Sowohl junge als auch erwachsene Weiße Haie sind dafür bekannt, dass sie springen, und dieses Sprungverhalten ist überraschend komplex. Es läuft nach verschiedenen Mustern von Erst- und Folgeattacken ab, bei denen der Hai das Wasser nicht immer vollständig verlässt. Bei senkrechten Sprüngen jedoch katapultiert es den Hai zuweilen bis zu drei Metern oder mehr aus dem Wasser. Wenn ein Hai die angepeilte Robbe verfehlt, dreht er in der Luft seinen Kopf, um die Beute für einen möglichen erneuten Angriff im Auge zu behalten. Die meisten Angriffe in der False Bay ereignen sich in den ersten zwei Stunden nach Sonnenaufgang. Dann schränkt das noch dunkle Wasser die Fähigkeit der Beutetiere ein, den oben dunkel gefärbten Hai von der Oberfläche aus zu erkennen, hindert aber den Weißen Hai, der auch bei schwachem Licht sehen kann, nicht daran, seine potenzielle Beute von unten zu erspähen.

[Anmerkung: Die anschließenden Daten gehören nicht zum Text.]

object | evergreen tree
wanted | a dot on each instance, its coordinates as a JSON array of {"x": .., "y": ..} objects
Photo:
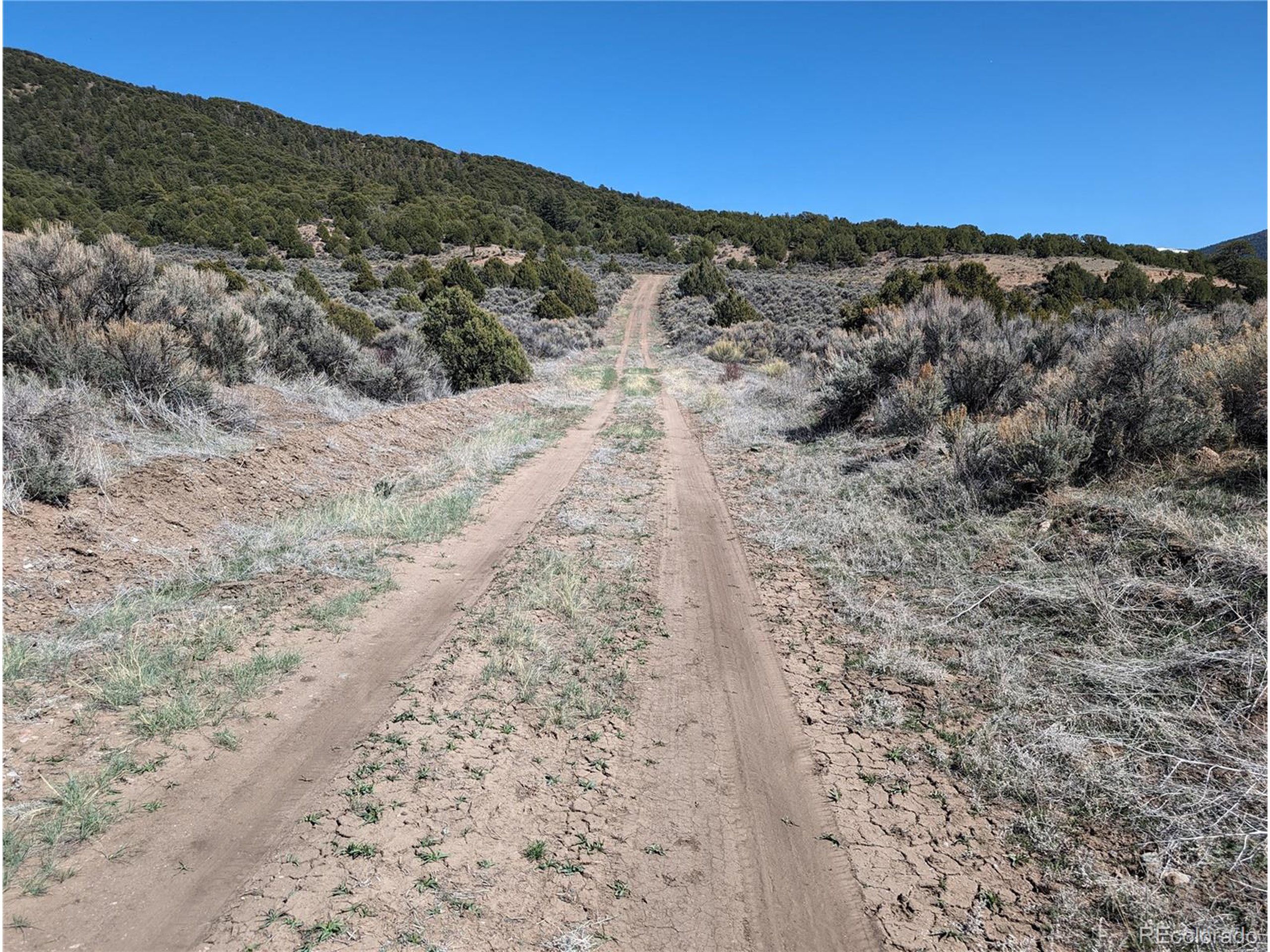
[
  {"x": 475, "y": 350},
  {"x": 460, "y": 275}
]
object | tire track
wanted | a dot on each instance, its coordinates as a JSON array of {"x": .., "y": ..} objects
[{"x": 185, "y": 866}]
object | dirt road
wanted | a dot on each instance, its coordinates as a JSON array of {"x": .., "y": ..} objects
[{"x": 737, "y": 782}]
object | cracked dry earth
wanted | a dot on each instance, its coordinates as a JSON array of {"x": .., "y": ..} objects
[{"x": 568, "y": 724}]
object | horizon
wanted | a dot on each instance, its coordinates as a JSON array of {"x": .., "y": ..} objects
[{"x": 1156, "y": 182}]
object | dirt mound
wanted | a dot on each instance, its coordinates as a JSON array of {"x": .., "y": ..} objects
[{"x": 162, "y": 515}]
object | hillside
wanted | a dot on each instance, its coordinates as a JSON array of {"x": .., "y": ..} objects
[
  {"x": 1258, "y": 239},
  {"x": 112, "y": 157}
]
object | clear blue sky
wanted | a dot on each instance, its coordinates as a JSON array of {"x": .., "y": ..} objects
[{"x": 1144, "y": 122}]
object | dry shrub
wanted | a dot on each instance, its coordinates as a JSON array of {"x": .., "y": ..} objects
[
  {"x": 49, "y": 450},
  {"x": 402, "y": 370},
  {"x": 726, "y": 351},
  {"x": 1019, "y": 457},
  {"x": 915, "y": 405}
]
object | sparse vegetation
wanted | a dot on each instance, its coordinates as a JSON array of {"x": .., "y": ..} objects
[{"x": 1070, "y": 520}]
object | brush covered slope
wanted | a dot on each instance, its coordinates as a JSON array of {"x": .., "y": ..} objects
[{"x": 112, "y": 157}]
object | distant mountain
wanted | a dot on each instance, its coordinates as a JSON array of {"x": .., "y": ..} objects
[
  {"x": 1258, "y": 239},
  {"x": 112, "y": 157}
]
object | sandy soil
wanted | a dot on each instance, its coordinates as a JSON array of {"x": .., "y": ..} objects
[
  {"x": 162, "y": 515},
  {"x": 705, "y": 757}
]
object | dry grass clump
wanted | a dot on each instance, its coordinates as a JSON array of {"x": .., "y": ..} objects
[
  {"x": 102, "y": 327},
  {"x": 1076, "y": 568},
  {"x": 1029, "y": 405}
]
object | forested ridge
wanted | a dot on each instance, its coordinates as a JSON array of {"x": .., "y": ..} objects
[{"x": 112, "y": 157}]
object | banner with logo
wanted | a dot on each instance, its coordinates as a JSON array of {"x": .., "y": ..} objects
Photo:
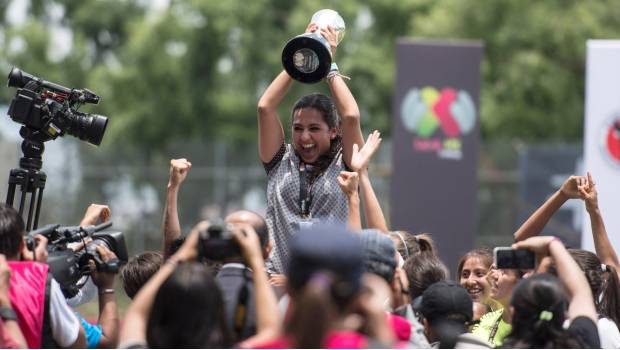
[
  {"x": 602, "y": 135},
  {"x": 436, "y": 138}
]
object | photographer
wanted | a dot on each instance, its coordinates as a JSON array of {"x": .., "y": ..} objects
[
  {"x": 196, "y": 318},
  {"x": 234, "y": 278},
  {"x": 37, "y": 291}
]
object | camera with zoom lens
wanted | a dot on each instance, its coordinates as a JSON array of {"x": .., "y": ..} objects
[
  {"x": 69, "y": 266},
  {"x": 50, "y": 110},
  {"x": 217, "y": 242}
]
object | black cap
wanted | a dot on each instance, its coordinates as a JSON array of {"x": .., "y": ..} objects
[{"x": 445, "y": 301}]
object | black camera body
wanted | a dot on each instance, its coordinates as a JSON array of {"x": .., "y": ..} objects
[
  {"x": 217, "y": 243},
  {"x": 51, "y": 109},
  {"x": 69, "y": 266}
]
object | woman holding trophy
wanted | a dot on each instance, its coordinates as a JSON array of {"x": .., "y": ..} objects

Air Jaws zeigt eine ganze Reihe von bemerkenswerten Verhaltensweisen. Voraussetzung dafür ist der hochspezialisierte und leistungsstarke Stoffwechsel dieser Spitzenräuber, der ihnen zusätzliche Muskelkraft verleiht und ihnen jene Geschwindigkeiten ermöglicht, die für Sprünge dieser Art notwendig sind. Auch andere Haie zeigen aufregende Kunststücke in der Luft; mehr dazu unter »Springende Haie«. Aber die Sprünge des Weißen Hais sind wahrlich der Stoff, aus dem Legenden sind.
Angriffe und Bisse
Lassen Sie mich zunächst zwischen diesen beiden unterscheiden: Es wäre nämlich falsch zu glauben, dass es zwischen Angriffen und Bissen keinen Unterschied gibt. Wenn Sie die Wahl hätten, sollten Sie sich lieber dafür entscheiden, gebissen zu werden, da Bisse in der Regel nur geringfügige Verletzungen verursachen und normalerweise auf einer Verwechslung beruhen.
Angriffe dagegen sollten nach Ansicht vieler Haibiologen lieber ernsthafter oder tödlicher Biss heißen. Angriffe führen meist zu schwereren Verletzungen, zumal dabei oft wiederholt zugebissen wird. Wenn Sie jedoch ein Weißer Hai mit einem Seelöwen verwechselt und Sie aus Versehen beißt – wobei er sofort erkennt, dass Sie nicht wie ein Seelöwe schmecken, und deshalb höchstwahrscheinlich umgehend wieder von Ihnen ablässt –, lässt sich nun natürlich darüber streiten, ob dieses traumatische Ereignis lediglich als harmloser Biss bezeichnet werden sollte.
Doch wieso erkennen die angreifenden Haie in so einem Verwechslungsfall, dass Menschen nicht auf ihrer Speisekarte stehen? Welcher evolutionäre Wert liegt in dieser sofortigen Einschätzung?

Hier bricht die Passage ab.